Seeded precipitation polymerization for the synthesis of gold-hydrogel core-shell particles: the role of surface functionalization and seed concentration
A. Rauh, T. Honold, M. Karg:
Colloid & Polymer Science, 294, 1, 37-47 (2016)
Polymer encapsulation is an important pathway to stabilize inorganic nanoparticles, allow their phase transfer to different media, and access inter-particle distance control in particle assembly. In the past, hydrogels were shown to be a versatile encapsulation material offering rather thick polymeric shells through free radical precipitation polymerization. In this work, we systematically investigate the influence of nanoparticle surface functionalization and concentration on the formation of core-shell microgels. Spherical gold nanoparticles are used as seeds in the radical polymerization of N-isopropylacrylamide and N,N′-methylenebisacrylamide.

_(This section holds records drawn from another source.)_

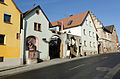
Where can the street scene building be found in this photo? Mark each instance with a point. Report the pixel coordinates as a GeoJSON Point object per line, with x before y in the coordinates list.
{"type": "Point", "coordinates": [29, 37]}
{"type": "Point", "coordinates": [82, 26]}
{"type": "Point", "coordinates": [107, 37]}
{"type": "Point", "coordinates": [35, 36]}
{"type": "Point", "coordinates": [9, 33]}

We find that the encapsulation occurs via precipitation of oligomers/polymers onto the seed particle surface, independent of the presence of polymerizable groups. Furthermore, we identify the seed concentration regime where almost exclusively core-shell particles are formed. In this concentration range, the hydrogel thickness is precisely controllable by the amount of seeds. Monitoring the polymerizations in situ by dynamic light scattering and absorbance spectroscopy provides first insights into the encapsulation mechanism and its time dependence.